Rus kuvvetleri sınırlarının ötesine geçtiğinde, savaşın şiddeti Ukrayna’ya indi. Öldürme ve ölme o kadar hızlı gerçekleşti ki neredeyse mekanik gibi geldi.
Aniden, şimdiye kadar kullanılan en ölümcül silahlardan bazıları savaş alanında toplandı ve her iki tarafa da korkunç miktarlarda salındı: küme roketleri, kendi kendini patlatan mayınlar, muharebe tankları, obüsler, termobarikler ve yangın çıkarıcı mühimmatlar. Liste devam ediyor.
Kharkiv gibi şehirlerin ilginç mahallelerinin veya Donbass’ın kömür madenlerinin üzerindeki gökyüzü, Rusların Kiev bölgesinden Nisan ayı başlarında geri çekilmesinden sonraki günü belirli bir mesafeden ateşlenen topçular hüküm sürdüğü için görünmeyen bir ölüm kaleydoskopuydu.
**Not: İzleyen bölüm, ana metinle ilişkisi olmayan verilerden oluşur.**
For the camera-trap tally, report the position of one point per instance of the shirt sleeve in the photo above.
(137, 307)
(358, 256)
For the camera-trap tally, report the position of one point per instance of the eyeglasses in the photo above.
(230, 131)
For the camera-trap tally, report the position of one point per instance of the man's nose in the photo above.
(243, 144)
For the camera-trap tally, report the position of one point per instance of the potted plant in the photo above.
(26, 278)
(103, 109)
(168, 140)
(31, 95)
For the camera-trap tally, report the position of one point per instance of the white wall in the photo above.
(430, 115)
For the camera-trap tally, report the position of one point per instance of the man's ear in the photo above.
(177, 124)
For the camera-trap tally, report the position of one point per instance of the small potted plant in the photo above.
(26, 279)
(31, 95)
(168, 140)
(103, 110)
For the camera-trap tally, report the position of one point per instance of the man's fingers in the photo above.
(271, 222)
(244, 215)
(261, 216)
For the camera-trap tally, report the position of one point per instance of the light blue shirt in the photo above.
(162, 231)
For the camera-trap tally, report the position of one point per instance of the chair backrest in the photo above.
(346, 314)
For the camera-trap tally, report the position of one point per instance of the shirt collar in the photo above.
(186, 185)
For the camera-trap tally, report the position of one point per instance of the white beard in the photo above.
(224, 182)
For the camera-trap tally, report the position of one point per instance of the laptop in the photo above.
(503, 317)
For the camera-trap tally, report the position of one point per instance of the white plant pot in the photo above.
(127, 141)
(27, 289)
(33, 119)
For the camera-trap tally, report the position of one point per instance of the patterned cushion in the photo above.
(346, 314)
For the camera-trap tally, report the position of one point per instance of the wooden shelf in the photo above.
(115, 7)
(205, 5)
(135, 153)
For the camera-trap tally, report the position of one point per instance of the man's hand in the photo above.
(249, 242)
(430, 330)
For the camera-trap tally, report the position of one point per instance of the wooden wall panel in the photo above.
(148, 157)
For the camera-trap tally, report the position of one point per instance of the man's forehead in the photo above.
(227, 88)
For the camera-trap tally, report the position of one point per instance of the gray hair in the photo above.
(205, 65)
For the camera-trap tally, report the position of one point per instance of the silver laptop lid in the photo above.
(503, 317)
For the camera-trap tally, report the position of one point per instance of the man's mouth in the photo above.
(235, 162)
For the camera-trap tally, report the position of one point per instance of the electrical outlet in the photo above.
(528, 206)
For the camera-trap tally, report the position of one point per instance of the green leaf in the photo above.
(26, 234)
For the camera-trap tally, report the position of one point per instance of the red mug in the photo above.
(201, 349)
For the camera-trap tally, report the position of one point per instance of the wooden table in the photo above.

Moskova yıpratma yoluyla kazanmaya karar vermişti.
Bu neye benziyordu?
Askerler siperlere sindi, yüzlerini soğuk toprağa bastırdı, şarapnel ve enkaz etraflarındaki havayı keserken yere doğru küçülmeye çalıştılar. Mahalleler çorak araziye dönüştü. Apartmanlar yandı ve evlerin yanları kıyamet sonrası oyuncak bebek evleri gibi kesildi.
Ölen askerlere 200’ler, yaralılara 300’ler denir. Terimler, Afganistan’dan Çinko kaplı tabutlarda evlerine gönderilen ölü askerlerin “Kargo 200” olarak adlandırıldığı Sovyet döneminden kalma jargonu yeniden paketliyor.
Ön cephe “sıfır hattı”dır ve oraya gitmek “sıfıra” veya bazılarına göre “kıyma makinesine” gönderilmek demektir.
Hava saldırıları ve silahlı savaşlar, havada uçan muazzam miktarda mermi ile karşılaştırıldığında nadirdir, bu nedenle askerler onlara “havacılık bombaları” ve “tüfek savaşları” derler. Ülkenin doğusunda cephede bir aydan az zaman harcayan bir asker hiç ateş açmadı. Ancak 106 kişilik şirketinin dört 200’ü (öldürüldü) ve 23 300’ü (yaralı) olduğunu söyledi.
“İnsanlar makineli tüfeklerle topçuyla savaşamaz,” diye ekledi gerçekçi bir şekilde.
Arada kalanlar, yani siviller en kötüsünü yaşadı.
Duyuları hassas bir şekilde uyumlu hale gelir. Günün her saatinde her ses analiz edilir. Gelen bir kabuk mu?
Kalmak ya da gitmek konusunda anlık hesaplamalara güveniyorlar. Koş ya da yürü. Üst katta uyuyun veya bodrum katına gidin.
Rutin yorucu, ancak 120 milimetrelik bir havan topu ile 152 milimetrelik bir obüs mermisi arasındaki akustik farkları hızla anlamaya başlıyorlar. Günlük rutinleri tanımlamak için “korku”, “kabus” ve “hayal edilemez” gibi kelimeler kullanırlar. Bodrumlarındaki soğuk nemli geceler ilk ışıkla sona erer.
Ortaya çıkarlar ve etraflarındaki hasarı araştırırlar, hala hayatta olduklarına sevinirler ve komşularının da öyle olmasını umarlar.